Sms Messages * 10 Sms Messages
Friendship is like thighs, they are always sticking together.
In a friend you find a second self.
Never stay, always leave. Its better.
If you get silly make sure to wrap your willy!
When God opened the window of the Heaven He asked me: What is your wish for today? “I said : please take special care of the person reading this!!!”
judge :- Tumhaari koi aakhri wish ? ! Mujrim :- Aap ki beti se shadi, Blackberry Bold&Apple I Phone, 100 crore rs, US ka visa, 2 sal ka honeymoon, 6-7 bacche, jo aap ko nana nana kahen aur mujhe papa aur mein un sab ki shadi karwa dun, uske bad aap jo bhi faislaa doge mujhe manzoor hoga.. ! Judge :- (zor se haste hue) Lauda Choos le.. Meri koi beti hi nahi hai. Tango re Madarchod ko...
i miss licking it. . . and sucking. . . and tasting the wet sticky juices off of it. . . DAMN! i wish i didn't drop my popsicle.
Roses are Red, Violets are blue, Sugar is sweet and so am i
Hw do U kp a txtr in suspense? I'll tel U l8r.
More Sms Messages:
Question:What is the difference between a wife and a girlfriend?

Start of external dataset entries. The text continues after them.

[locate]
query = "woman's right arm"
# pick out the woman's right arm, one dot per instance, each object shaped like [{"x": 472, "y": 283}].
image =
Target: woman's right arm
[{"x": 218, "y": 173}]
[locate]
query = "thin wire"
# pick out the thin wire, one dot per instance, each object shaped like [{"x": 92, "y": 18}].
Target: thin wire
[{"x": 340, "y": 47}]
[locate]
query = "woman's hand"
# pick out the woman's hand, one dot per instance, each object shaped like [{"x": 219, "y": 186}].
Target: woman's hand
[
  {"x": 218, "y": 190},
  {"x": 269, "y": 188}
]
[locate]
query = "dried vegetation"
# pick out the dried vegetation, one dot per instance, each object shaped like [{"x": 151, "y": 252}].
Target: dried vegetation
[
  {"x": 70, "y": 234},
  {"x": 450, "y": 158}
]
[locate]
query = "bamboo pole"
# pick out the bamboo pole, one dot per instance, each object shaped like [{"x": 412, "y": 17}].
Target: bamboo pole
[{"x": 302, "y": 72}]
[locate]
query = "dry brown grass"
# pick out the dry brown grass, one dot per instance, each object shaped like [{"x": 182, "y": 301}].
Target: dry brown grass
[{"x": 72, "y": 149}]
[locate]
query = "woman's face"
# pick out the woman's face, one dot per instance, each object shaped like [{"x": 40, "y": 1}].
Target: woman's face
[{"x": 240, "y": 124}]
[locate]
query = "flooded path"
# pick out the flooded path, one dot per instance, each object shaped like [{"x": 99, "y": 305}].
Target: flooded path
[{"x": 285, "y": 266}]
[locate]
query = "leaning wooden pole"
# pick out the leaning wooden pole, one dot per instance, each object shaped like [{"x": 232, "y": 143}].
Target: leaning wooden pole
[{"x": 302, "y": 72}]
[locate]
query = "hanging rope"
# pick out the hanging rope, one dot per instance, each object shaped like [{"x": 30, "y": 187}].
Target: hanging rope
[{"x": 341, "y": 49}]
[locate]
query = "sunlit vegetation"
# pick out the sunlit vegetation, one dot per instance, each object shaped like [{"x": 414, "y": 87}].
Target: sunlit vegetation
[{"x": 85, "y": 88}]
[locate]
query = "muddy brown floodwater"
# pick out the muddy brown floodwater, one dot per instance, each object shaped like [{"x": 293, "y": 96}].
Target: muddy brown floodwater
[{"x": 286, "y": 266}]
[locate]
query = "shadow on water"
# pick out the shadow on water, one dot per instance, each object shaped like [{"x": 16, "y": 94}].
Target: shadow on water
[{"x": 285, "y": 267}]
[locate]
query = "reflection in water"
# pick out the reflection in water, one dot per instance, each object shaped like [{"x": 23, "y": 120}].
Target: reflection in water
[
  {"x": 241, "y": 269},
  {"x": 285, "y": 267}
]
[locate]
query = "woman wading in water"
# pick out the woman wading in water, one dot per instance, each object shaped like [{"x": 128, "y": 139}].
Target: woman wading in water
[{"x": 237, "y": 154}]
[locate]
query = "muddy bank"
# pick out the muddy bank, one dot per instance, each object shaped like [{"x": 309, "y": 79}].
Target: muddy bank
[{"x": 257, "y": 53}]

Answer:About 45 pounds!!
It is weird that my nose is running and my feet smell.
Friends are like stars. You can't always see them, But you know they are always there for you...
I believe that there is life after death. But I do not think I will live it.

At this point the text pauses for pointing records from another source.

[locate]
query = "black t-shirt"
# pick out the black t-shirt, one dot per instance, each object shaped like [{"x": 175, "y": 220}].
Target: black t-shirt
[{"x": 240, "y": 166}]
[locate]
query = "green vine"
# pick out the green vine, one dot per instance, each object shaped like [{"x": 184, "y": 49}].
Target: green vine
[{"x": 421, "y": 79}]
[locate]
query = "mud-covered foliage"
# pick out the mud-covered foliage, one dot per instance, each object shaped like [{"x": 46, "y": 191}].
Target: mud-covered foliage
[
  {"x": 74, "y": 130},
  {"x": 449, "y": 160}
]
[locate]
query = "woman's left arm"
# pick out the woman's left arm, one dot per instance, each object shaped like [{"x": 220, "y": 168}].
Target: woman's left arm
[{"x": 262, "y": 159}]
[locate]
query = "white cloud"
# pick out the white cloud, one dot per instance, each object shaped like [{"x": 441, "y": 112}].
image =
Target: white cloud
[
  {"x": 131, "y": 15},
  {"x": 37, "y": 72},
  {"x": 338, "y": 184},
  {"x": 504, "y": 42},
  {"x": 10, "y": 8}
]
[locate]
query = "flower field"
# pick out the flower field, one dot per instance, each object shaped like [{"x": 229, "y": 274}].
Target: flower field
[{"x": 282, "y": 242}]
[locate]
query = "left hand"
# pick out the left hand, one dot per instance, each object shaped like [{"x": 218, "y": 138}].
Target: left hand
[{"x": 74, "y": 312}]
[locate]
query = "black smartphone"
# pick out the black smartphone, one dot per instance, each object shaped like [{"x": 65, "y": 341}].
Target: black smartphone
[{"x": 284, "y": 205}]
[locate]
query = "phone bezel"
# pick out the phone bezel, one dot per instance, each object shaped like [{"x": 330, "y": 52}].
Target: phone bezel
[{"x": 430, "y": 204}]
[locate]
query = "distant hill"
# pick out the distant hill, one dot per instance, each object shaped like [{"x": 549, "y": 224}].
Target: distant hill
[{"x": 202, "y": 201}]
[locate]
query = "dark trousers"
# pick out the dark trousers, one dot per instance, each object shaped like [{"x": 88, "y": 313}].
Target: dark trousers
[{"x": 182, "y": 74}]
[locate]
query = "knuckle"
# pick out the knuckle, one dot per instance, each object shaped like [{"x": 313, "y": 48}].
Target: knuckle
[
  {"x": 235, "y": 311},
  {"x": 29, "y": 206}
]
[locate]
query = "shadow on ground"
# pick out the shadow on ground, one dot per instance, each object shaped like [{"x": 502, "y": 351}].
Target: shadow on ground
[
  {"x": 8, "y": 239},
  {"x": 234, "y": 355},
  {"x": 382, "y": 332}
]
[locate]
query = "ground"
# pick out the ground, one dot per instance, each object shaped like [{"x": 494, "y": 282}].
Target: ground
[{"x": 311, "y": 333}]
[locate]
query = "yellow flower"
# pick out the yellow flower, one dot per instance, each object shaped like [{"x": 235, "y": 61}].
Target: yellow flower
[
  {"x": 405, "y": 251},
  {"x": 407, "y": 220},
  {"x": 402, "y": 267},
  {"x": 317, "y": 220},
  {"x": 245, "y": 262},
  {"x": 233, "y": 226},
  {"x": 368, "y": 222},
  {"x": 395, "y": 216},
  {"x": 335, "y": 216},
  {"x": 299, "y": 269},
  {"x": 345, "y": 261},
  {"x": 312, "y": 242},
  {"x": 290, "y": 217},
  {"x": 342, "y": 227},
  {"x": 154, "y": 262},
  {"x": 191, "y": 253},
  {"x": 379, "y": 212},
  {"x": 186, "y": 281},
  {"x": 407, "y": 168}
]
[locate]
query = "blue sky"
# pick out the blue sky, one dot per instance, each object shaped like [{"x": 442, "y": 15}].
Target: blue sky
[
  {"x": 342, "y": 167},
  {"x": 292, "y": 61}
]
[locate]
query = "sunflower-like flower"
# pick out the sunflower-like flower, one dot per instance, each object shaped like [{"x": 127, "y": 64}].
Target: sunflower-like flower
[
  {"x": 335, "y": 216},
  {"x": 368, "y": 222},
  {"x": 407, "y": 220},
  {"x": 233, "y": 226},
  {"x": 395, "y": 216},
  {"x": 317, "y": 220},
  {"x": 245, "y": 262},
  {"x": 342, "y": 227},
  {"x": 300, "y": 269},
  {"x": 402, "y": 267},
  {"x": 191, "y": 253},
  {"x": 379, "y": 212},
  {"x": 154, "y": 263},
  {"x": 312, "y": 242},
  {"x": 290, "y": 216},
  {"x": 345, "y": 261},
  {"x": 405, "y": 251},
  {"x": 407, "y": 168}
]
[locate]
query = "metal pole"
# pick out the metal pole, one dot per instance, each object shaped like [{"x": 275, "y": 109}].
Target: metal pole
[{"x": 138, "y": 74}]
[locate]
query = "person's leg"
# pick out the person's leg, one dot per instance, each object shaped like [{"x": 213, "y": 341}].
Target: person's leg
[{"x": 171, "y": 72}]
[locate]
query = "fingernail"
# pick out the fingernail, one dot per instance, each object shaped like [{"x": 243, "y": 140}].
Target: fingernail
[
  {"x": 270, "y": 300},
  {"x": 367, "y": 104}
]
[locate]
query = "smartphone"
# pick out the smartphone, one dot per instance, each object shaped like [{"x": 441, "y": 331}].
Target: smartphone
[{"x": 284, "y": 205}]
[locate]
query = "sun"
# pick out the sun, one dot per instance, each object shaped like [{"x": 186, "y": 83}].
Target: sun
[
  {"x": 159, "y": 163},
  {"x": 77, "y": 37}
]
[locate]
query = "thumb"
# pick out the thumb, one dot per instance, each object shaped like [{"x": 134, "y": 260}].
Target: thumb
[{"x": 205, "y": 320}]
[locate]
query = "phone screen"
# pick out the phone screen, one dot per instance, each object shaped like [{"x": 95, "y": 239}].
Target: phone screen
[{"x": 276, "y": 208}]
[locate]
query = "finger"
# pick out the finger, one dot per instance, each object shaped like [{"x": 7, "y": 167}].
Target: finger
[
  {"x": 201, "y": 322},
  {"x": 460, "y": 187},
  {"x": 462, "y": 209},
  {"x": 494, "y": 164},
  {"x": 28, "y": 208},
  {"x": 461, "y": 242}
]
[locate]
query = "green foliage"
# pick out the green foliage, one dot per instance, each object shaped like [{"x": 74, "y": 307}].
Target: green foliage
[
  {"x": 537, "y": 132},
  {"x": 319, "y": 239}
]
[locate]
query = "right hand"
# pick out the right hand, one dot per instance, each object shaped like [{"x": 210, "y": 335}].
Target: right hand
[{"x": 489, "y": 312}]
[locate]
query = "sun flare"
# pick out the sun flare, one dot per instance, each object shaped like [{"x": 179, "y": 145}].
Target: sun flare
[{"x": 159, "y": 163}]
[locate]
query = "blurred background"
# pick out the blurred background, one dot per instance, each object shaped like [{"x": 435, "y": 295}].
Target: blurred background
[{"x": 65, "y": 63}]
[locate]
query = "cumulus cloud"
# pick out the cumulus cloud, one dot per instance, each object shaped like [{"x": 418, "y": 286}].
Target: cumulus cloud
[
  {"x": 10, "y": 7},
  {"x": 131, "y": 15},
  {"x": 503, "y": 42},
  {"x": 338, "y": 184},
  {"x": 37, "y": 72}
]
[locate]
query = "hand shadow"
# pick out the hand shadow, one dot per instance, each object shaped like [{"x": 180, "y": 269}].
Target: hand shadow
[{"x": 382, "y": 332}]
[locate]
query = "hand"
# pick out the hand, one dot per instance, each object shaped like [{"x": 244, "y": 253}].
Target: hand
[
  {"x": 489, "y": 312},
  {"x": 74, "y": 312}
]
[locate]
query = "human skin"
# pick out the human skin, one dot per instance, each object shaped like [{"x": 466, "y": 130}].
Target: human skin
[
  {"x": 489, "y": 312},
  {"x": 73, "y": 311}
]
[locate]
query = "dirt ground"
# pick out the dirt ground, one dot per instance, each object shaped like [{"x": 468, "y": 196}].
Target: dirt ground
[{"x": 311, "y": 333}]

This dog, is dog, a dog, good dog, way dog, to dog, keep dog, an dog, idiot dog, busy dog, for dog, 20 dog, seconds dog! ... Now read without the word dog.
I love two things, a rose and you. A rose for a short while, but you the rest of my life
The times we shared is like shooting star... the time is short but really beautiful moments.... Forever engraved in our hearts.... Friends forever~!!!
I used to think that the world is so unfair, that it gave me so many reasons to hate it. But now, how can I hate such a wonderful world that gave me you?
life is a hell when u have american wife. indian salary. chinese car and german food. life is heaven when you have american salary, indian wife german car and chinese food.
In The Event Of A Fire Please Read Below Not Now Yhuu Thick Cubt. Onli In The Event Of A Fire..
Funny Jokes:Definition Of A Lawyer
One Day A Man Goes Swimming And He Need A Paslock Far A Locker So He Asks Stuf To Borow One And The Stuf Says That The Code Is Four Zero
I Have An Earache
True Or False
Drive Thru Fun
On The Last Day Of Kindergarten All The Children Brought Presents For Their Teacher
What Is Funnier Than A Zombie Baby Hanging From A Ceiling Fan
A Blonde Goes To An Office Party And Wins A Thermos
What Animal Should You Never Play Cards With
A Concerned Girl Asked The Priest Father Is It A Sin To Have Sex Before Receiving Communion
95% Of All Lawyers
Two Elderly Ladies Are Sitting On The Front Porch Doing Nothing
Two Blondes Go To Disneyland When They Get There They See A Sign
A Man Enters A Barber Shop For A Shave
One Day A Cucumber Pickle And A Penis Were All Discussing How Much Their Lives Suck
You Might Be A Redneck If Last Year You
Two Doctors Are In The Hallway Complaining About Nurse Nancy
How Did The Bee Hurt His Back
There Were Three Men At A Bar
A Lady Was Filling Her Tank At A Gas Station Smoking A Cigarette Even Though All The Signs Say Not To
Top Funny Jokes:
One-Liner Top 5:
The good Lord didn't create anything without a purpose, but mosquitoes come close.
The value of money in a relationship: the 10 bucks that the wife and the tax inspection don't know about are worth more than the 100 that both know about.
Children in the dark make accidents, but accidents in the dark make children.
Lite: the new way to spell "Light," now with 20% fewer letters!
Even if you were twice as smart, you'd still be stupid!